Getting local towns to support HFR so it goes through is a bad idea imo.

The only way they will support it is if they have a station stop in their Hamlet.

That means HFR becomes a 30 stop milk run with slower speeds than we currently have.

Perhaps there could be a deal where 1 train a day makes flag stops along the line, but that would be hard to do unless it was the last train of the day, or else it would slow the whole system down

Does HFR men no local stops? For instance, Peterborough, It most likely will have a stop. The the hamlets, likely not. However, maybe 1 train each way a day to some of them.
 
This is exactly what is done with Port Hope, Trenton Junction, Napannee and Gananoque, where the only eastbound trains stopping there are the last 3 Toronto-Ottawa trains with 54 (departing 17:40 and stopping in PHOP, TRTJ and NAPN), 48 (departing 18:40 and stopping at all four stations) and 650 (departing 19:35 and stopping at PHOP before terminating in Kingston). However, if you take the last train before that (646, departing 16:35), you can even skip Cobourg on Kingston, as it only stops in Oshawa, Belleville and Fallowfield en-route...
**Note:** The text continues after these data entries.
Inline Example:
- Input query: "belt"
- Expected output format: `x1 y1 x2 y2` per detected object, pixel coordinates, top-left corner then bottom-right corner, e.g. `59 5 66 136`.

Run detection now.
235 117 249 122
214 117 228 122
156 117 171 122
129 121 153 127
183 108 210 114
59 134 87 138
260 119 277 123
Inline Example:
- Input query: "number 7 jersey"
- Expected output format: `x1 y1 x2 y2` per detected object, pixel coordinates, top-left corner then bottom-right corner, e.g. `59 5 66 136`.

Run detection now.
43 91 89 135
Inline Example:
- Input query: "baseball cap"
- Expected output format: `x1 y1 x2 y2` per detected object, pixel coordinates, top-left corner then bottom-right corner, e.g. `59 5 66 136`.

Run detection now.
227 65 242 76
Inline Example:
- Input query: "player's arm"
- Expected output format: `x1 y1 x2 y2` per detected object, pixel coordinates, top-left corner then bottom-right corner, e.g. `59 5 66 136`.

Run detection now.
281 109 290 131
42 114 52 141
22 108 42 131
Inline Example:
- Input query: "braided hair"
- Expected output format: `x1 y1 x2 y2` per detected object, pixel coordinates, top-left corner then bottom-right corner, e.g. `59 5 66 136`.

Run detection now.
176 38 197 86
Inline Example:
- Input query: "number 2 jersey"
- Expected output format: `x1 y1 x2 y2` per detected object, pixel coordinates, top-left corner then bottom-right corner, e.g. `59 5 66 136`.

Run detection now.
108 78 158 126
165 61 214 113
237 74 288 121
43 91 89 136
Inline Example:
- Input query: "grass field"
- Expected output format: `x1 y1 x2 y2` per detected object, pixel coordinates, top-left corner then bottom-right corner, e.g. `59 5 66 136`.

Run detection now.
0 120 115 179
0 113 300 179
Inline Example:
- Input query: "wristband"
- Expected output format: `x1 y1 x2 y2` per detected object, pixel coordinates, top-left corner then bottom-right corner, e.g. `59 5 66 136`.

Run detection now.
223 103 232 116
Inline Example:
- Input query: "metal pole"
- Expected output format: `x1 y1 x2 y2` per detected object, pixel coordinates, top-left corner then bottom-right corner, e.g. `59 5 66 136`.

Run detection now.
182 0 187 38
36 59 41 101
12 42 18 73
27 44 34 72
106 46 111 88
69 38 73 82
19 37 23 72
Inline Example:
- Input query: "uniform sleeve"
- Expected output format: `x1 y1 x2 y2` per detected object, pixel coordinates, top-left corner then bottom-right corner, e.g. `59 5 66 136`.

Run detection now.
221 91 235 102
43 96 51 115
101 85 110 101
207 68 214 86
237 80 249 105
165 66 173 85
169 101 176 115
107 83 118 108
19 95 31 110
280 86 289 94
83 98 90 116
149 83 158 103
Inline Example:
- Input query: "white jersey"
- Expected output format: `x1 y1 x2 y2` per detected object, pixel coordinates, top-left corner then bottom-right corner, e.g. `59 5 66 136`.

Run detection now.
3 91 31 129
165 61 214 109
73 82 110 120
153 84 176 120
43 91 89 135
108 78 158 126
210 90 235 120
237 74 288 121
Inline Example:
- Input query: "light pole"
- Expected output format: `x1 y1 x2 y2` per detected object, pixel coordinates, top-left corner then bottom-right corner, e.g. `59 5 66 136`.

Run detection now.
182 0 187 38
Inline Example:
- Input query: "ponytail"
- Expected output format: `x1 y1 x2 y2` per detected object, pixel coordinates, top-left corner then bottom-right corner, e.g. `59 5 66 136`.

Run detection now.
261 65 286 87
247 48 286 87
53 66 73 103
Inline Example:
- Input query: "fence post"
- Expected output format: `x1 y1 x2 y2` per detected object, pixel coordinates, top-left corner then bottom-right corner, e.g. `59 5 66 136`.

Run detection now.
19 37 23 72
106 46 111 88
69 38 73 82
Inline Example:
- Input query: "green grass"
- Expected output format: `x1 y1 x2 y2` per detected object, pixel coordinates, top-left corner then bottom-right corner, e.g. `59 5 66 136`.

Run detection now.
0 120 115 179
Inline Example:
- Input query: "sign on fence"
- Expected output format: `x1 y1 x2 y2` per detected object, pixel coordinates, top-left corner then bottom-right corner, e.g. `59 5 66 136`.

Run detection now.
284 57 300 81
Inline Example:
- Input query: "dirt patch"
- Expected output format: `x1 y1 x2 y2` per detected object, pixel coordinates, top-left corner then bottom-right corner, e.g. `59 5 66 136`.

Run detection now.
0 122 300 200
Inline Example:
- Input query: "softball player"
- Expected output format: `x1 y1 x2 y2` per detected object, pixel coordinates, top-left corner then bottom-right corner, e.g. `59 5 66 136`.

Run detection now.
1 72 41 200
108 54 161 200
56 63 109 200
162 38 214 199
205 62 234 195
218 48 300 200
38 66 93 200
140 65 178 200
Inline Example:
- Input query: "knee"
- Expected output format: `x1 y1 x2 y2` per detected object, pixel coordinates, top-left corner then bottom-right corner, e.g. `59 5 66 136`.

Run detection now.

Doing this on HFR is worse. They are even smaller towns with fewer riders. Really worries me that we're back to trading thousands of riders in the Metros for dozens of riders in the Hamlets.
 
Would there not be an opportunity to do an express version. Ie. Toronto -> Peterborough -> Ottawa -> Montreal for example to cut those times down and try to win some of the business class from the airlines. While also having a more commuter based train that goes to the hamlets. Almost like Amtrak does with an Acela express that goes to limited stations and is business oriented and then a more regional rail approach. I'm sure that would likely involve more tracking (passing tracks) and what not.